Jean-Phillipe le Moine. (Photo: Bob Campbell MW)

We started the tasting with the 2017 Château d’Yquem “Y” Bordeaux (NZD $450). All of the wines in the tasting are available from Maison Vauron in Auckland, although prices are best estimates. 2017 was a pretty good vintage that produced juicy, forward Sauternes. Until 1995 “Y” was picked at the same time as Yquem, but since that date has been picked before Yquem in order to make fresher and more vibrant wine. Like Yquem, “Y” is a blend of 75% semillon and 25% sauvignon blanc.

The 2017 “Y” showed restrained opulence. Long and linear, it has lovely acidity with a strong semillon influence. Mineral, a suggestion of honey, green apple and subtle floral flavours. In a word, delicious. “Y” is fermented in stainless steel tanks and matured on one-year-old Yquem barrels. Château d’Yquem sells its barrels to other producers, who are not allowed to advertise the fact that they are from Yquem. Some are used to age Glenmorangie whisky, which is described as Sauternes finish.

The 2016 Château d’Yquem Sauternes is from a “fresh and friendly vintage without the complexity of a great year.” An aromatic wine, concentrated and opulent, it is surprisingly accessible now. I liked the wine’s freshness and energy, preferring it to some of the older wines from more highly acclaimed vintages. Delicate Sauternes with white flowers, citrus, mandarin, honey and peach. (NZD $966)

Château d’Yquem’s 2011 Sauternes is from a top vintage that produced “racy, detailed, pure and driven” wines. I liked it best (and that was before we had been given prices) for its concentration, richness and lusciousness. Bush honey, orange peel, honeycomb and tropical fruit flavours. The wine has a perfect balance of sweetness and acidity. Very long. Will age splendidly, although absolutely delicious now. (NZD $1114)

The 2005 Château d’Yquem Sauternes was from a short vintage, with the grapes all picked in nine days instead of the normal span of up to two months. The year produced “opulent, structured wines with underlying finesse.” Whether a function of vintage or bottle age, probably both, the wine seemed quite developed with a reasonably deep colour. It’s starting to lose its fresh fruit flavours and is showing riper fruit characters with a suggestion of oriental spices. Subtle phenolics on the finish would encourage me to drink this wine sooner rather than later. (NZD $1047)

Château d’Yquem Sauternes 2003 is from a very good vintage that produced “exotic, ripe and spicy Sauternes.” Deep in colour, with impressive intensity and strong honey together with slightly burnt toffee aromas and an impressive array of spice and ripe tree and tropical fruit flavours. I can’t imagine that the wine will be a long distance runner but it’s very good now. (NZD $966)

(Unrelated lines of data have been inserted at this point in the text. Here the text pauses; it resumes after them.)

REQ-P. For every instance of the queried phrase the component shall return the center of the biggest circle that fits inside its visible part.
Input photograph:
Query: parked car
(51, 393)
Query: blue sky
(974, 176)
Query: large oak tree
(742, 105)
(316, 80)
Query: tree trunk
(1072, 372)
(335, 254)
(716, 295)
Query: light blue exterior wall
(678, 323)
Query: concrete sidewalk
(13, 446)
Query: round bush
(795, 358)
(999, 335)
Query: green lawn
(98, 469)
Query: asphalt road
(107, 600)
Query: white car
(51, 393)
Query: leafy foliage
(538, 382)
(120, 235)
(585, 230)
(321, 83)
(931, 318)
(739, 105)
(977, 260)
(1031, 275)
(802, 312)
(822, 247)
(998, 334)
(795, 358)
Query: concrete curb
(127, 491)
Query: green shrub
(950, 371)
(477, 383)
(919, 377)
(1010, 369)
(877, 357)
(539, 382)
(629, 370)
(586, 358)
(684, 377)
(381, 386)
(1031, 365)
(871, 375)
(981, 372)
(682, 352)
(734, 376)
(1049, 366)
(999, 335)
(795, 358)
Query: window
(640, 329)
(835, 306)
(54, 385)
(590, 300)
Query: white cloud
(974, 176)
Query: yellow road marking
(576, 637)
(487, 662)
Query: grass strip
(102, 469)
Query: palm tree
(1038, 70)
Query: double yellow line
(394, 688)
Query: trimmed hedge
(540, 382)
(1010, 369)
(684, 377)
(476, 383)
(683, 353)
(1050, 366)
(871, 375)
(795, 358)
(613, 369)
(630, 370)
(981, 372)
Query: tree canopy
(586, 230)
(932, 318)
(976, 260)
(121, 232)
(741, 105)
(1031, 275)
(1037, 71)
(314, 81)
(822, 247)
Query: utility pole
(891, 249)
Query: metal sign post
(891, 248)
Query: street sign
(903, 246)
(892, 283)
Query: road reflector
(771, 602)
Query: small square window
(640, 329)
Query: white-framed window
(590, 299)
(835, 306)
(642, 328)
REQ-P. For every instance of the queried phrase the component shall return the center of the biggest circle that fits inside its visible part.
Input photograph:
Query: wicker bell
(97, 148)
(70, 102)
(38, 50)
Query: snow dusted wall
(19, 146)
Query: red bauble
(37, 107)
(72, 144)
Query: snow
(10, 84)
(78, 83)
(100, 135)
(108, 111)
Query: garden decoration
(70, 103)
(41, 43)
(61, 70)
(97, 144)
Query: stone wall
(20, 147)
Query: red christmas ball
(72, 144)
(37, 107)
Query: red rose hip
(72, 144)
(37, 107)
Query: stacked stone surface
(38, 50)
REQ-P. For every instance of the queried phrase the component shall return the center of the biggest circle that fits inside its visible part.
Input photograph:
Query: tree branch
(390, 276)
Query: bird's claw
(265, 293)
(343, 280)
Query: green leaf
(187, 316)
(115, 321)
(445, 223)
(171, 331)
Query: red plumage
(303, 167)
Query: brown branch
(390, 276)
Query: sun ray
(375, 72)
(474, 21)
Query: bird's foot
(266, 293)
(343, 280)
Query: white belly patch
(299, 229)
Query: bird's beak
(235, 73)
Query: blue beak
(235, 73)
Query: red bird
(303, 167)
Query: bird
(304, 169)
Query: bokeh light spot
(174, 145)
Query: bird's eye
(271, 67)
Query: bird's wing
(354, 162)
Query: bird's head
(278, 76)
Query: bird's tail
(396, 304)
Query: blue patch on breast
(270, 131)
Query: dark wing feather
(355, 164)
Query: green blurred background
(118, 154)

Finally, the 1997 Château d’Yquem showed a very developed colour but has good acidity and impressive concentration with honey, salt, caramel, mineral vanilla, tree fruit, golden queen peach flavours. From a vintage that made balanced, racy and structured wines. (NZD $966)

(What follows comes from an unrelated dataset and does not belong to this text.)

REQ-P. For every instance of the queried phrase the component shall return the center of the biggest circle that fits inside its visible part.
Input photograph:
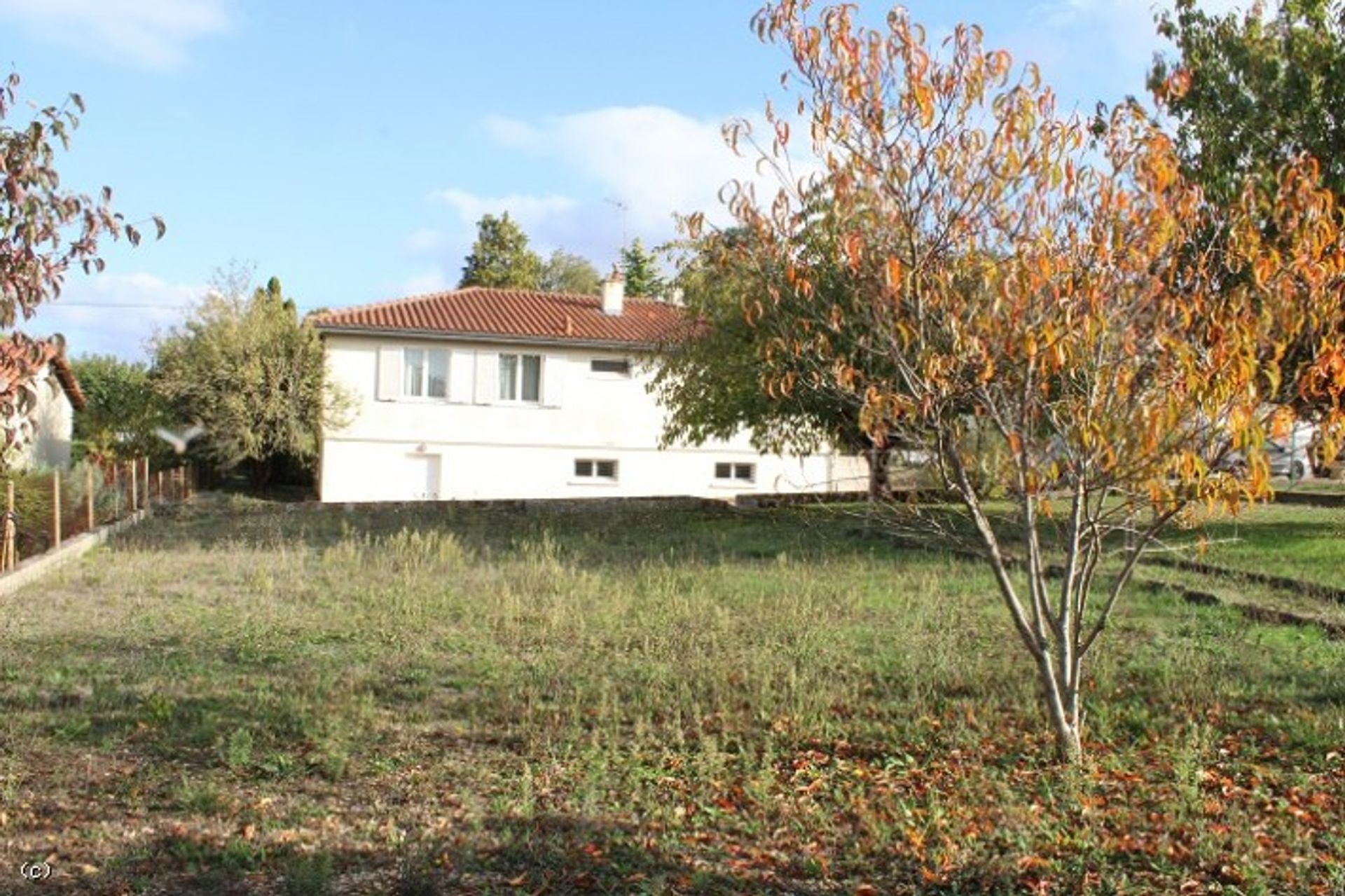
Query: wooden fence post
(8, 553)
(55, 509)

2 thoughts on “Château d’Yquem vertical tasting”

  1. gibbo says:

    Re D’Yquem Sauterne yield estimation
    My Bot Sem experience would say extraction of 400 litres per tonne max…so the 9t/ha does not equate for me….given losses in vineyard too, this statistic is meaningless I think.

    1. Bob Campbell
      Bob Campbell says:

      It’s not 9t/ha, it’s 9hl/ha” which is 900 litres of wine per hectare. Hope that makes more sense.